Kunstrasenplätze in Düsseldorf

Anfrage des RH Blanchard zur Sitzung des Rates am 04.07.2019:

Der Städte- und Gemeindebund NRW berichtet, dass von Seiten der EU mit einem Verbot verschiedener Kunstrasengranulate zu rechnen ist. Nach unseren Informationen ist es möglich, das Granulat durch andere Sorten zu ersetzen, z. B. Korkgranulat. Das könnte eine zeitweise Schließung der Sportplätze erforderlich machen. Dabei entstünden der Kommune jedoch erhebliche Kosten. Es ist unter Umständen mit massiven Preissteigerungen und/oder auch mit Lieferengpässen für das alternative Granulat zu rechnen.

Aus diesen Gründen frage ich an:

  1. Bei wie vielen Kunstrasenplätzen in Düsseldorf ist mit einem Austausch der Granulate auf Grund eines EU-Verbotes zu rechnen?
     
  2. Mit welchen Kosten ist im Falle eines EU-Verbotes zu rechnen?
     
  3. Welche präventiven Maßnahmen sind kurzfristig angedacht bzw. zu ergreifen?

Mit freundlichen Grüßen
 

Georg Blanchard

 

Antwort der Verwaltung am 04.07.2019 (Stadtdirektor Hintzsche)

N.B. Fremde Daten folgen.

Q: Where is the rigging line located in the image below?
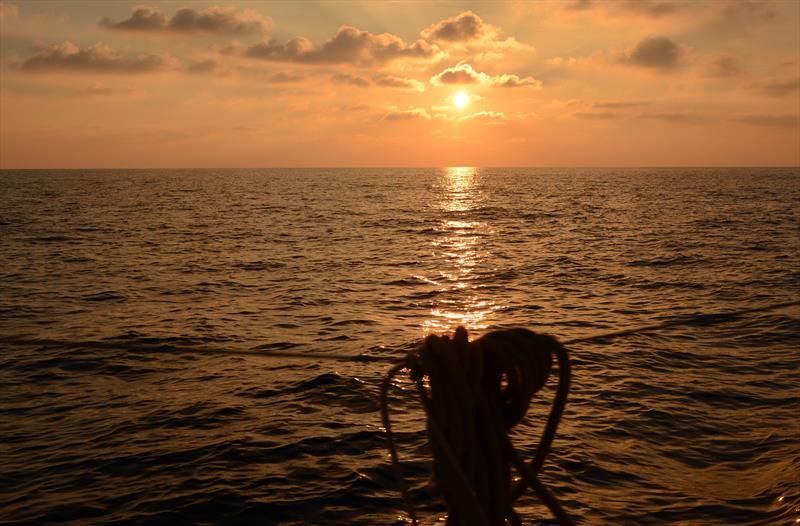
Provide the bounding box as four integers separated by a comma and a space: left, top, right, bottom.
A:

zu Frage 1: Die Europäische Chemikalienagentur (ECHA) hat eine Empfehlung für die Handhabung von Kunststoffgranulaten als Füllmaterial für Kunstrasenspielfelder durch die zuständige EU-Kommission abgegeben. Demnach soll die Verwendung dieses Materials künftig verboten werden. Wie die Entscheidung der Kommission zu diesem sogenannten Beschränkungsvorschlag aussehen wird, steht noch nicht fest. Unklar ist insbesondere, ob lediglich das Ausbringen neuen Materials ab 2021 unterbunden wird oder ob auch bereits ausgebrachtes Material entsorgt werden muss und ob es Übergangsfristen geben wird.

In Düsseldorf sind ca. 50 Kunstrasenplätze mit Granulat verfüllt.

zu Frage 2: Die Kosten eines Verbotes können aufgrund der noch unzureichenden Kenntnislage zur Entscheidung auf EU-Ebene derzeit nicht seriös beziffert werden.

zu Frage 3: Zukünftig werden bei Neubau- und Sanierungsmaßnahmen keine Kunststoffgranulate als Füllstoffe für Kunstrasensysteme mehr verwendet. Darüber hinaus werden zwei anstehende Kunstrasenbaumaßnahmen versuchsweise mit alternativen Korkverfüllungen hergestellt. Die daraus gewonnenen Erkenntnisse fließen in künftige Maßnahmenplanungen ein.